Smith isn’t just an employee at Opportunity Village.
“My son is in special education,” she said. “Kitty would listen to me and him. She would hear what he needed.”
Being in special education, Smith’s son didn’t have opportunities for theater, music or art as other students had.
“But he liked all those things,” she added.
Rodman funded a visual arts center for people at Opportunity Village to have access to the arts.
When Rodman saw a vision, she put her money where her mouth was.
“Some donors don’t want to be the first ones to put dollars in,” Smith said.
But Rodman invested first and others followed suit.
In her personal life, Smith said Rodman was a savvy businesswoman.
“She had nerves of steel and a conviction as hard as concrete,” Smith said. “At that time, many women were still in the back seat. She was smashing through the glass ceiling.”

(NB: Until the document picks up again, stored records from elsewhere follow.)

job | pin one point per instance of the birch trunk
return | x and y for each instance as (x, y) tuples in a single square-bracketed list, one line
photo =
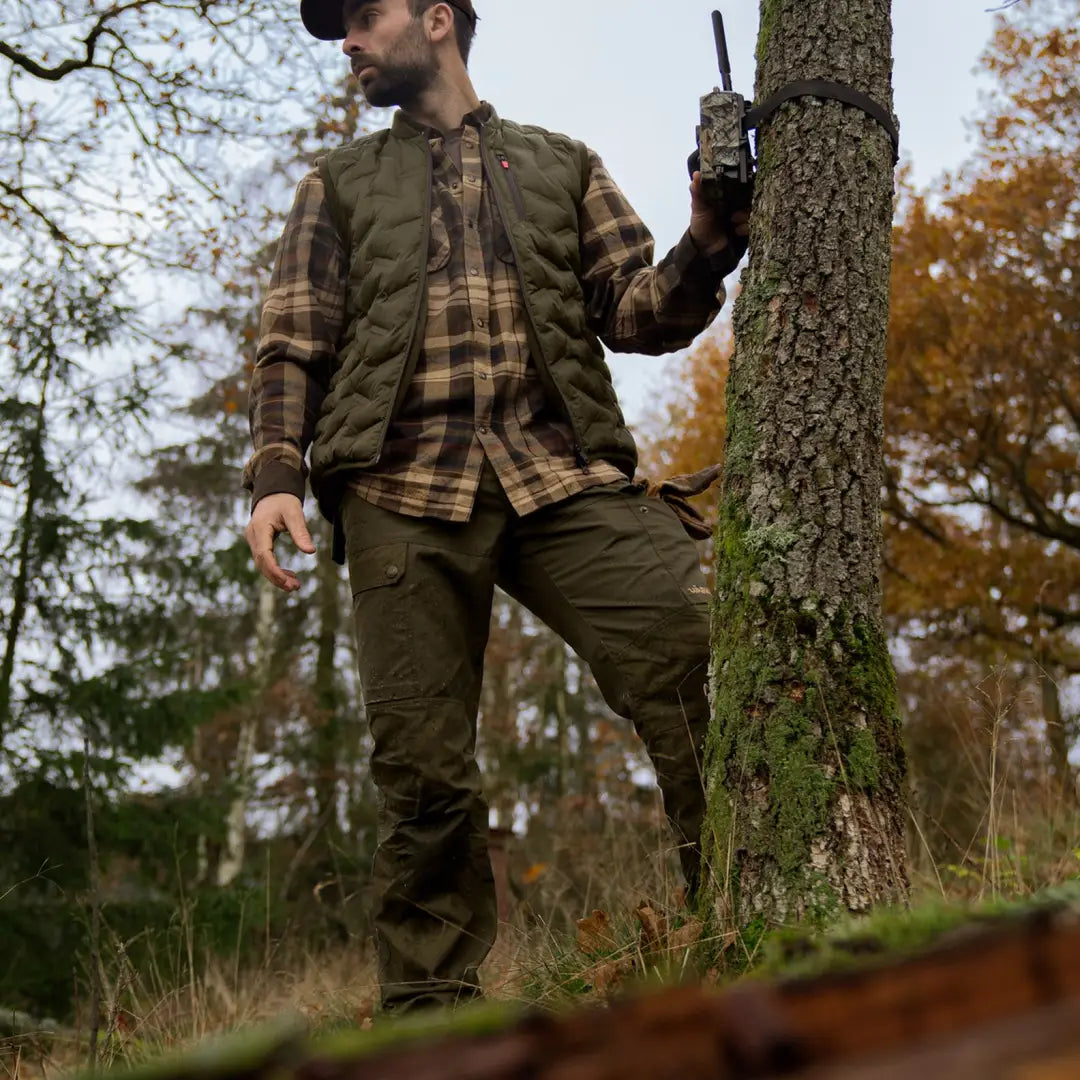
[(231, 861), (805, 764)]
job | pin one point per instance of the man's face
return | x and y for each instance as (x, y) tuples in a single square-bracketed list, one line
[(389, 51)]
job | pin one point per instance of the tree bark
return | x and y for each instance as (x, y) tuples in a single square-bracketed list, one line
[(231, 861), (1057, 734), (26, 556), (328, 723), (805, 764)]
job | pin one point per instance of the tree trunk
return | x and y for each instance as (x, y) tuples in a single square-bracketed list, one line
[(327, 727), (231, 861), (1057, 736), (805, 765), (26, 557)]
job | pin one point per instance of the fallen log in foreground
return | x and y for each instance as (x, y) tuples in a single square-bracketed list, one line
[(994, 1001)]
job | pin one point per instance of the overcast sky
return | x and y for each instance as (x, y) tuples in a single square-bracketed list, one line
[(625, 77)]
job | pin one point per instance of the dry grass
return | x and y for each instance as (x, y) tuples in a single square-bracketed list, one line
[(1025, 837)]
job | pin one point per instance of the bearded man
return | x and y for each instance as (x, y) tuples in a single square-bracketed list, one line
[(433, 333)]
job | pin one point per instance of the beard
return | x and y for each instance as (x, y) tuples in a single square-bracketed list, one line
[(404, 73)]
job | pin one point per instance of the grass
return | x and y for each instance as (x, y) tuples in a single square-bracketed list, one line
[(603, 913)]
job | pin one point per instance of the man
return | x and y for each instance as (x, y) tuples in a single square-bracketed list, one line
[(433, 332)]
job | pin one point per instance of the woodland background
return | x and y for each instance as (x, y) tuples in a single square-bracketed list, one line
[(186, 817)]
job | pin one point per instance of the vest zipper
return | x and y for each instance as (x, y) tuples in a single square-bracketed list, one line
[(579, 453), (512, 184), (415, 341)]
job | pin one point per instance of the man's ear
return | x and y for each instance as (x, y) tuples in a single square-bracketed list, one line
[(440, 19)]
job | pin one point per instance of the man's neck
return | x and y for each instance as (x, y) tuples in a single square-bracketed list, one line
[(444, 105)]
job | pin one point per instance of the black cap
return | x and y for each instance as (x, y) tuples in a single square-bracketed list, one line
[(322, 18)]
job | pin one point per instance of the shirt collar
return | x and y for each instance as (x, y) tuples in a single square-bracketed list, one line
[(404, 126)]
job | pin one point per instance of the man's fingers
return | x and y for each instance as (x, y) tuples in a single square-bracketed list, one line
[(298, 529), (260, 536)]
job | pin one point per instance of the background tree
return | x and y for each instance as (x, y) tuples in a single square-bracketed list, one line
[(805, 763)]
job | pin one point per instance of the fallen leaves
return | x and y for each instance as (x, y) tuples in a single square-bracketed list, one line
[(658, 944)]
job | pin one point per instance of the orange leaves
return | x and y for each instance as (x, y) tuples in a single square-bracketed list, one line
[(657, 944), (594, 934)]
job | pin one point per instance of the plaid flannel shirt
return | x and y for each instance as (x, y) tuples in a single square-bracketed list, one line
[(475, 394)]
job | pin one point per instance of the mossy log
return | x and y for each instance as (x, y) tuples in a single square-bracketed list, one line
[(988, 1001)]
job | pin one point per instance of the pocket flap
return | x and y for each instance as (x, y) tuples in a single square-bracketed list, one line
[(383, 565)]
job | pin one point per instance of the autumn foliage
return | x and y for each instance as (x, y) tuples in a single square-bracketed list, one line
[(982, 497)]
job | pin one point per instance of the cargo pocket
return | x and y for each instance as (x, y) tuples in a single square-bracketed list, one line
[(381, 610)]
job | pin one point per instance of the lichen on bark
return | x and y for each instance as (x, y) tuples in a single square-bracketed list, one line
[(805, 761)]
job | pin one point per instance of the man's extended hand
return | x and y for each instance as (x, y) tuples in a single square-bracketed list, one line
[(709, 223), (273, 514)]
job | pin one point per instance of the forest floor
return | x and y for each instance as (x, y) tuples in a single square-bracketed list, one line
[(633, 934)]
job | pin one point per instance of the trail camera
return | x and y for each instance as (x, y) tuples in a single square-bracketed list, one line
[(724, 153)]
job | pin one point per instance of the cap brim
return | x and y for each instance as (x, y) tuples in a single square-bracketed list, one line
[(322, 18)]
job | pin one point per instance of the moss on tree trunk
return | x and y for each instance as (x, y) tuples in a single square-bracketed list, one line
[(805, 765)]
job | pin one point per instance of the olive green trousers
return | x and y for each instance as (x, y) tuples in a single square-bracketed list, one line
[(615, 575)]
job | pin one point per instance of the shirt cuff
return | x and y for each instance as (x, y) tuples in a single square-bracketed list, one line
[(277, 477), (714, 267)]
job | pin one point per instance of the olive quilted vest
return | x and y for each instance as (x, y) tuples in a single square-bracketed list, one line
[(379, 191)]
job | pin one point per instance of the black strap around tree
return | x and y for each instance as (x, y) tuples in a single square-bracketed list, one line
[(821, 88)]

She started two construction companies that were responsible for the development of multiple hotels and buildings for the Clark County School District.
In 2007, she was inducted into the UNLV Nevada Business Hall of Fame. Because of her contributions to UNLV, one of the residence halls was also named for her.
On the outside, Smith said Rodman was a perfect Southern lady.
“You would go over to her house for tea, and she would set the table,” she said. “Everything had to be perfect.”
Smith said Rodman was also funny.
“She was a hoot,” she said. “She would always make me laugh.”
Aside from Opportunity Village, Smith said Rodman would support every nonprofit around town, buying tables at fundraisers and benefits.
“Her generosity was felt throughout the city,” she said.
For Smith, it isn’t just losing a mentor but also a friend.
“We would talk on a daily basis,” she said. “It’s weird this is the first year Opportunity Village won’t have Kitty. It’s very scary to think about. Very few Kitty Rodmans come along in the world.”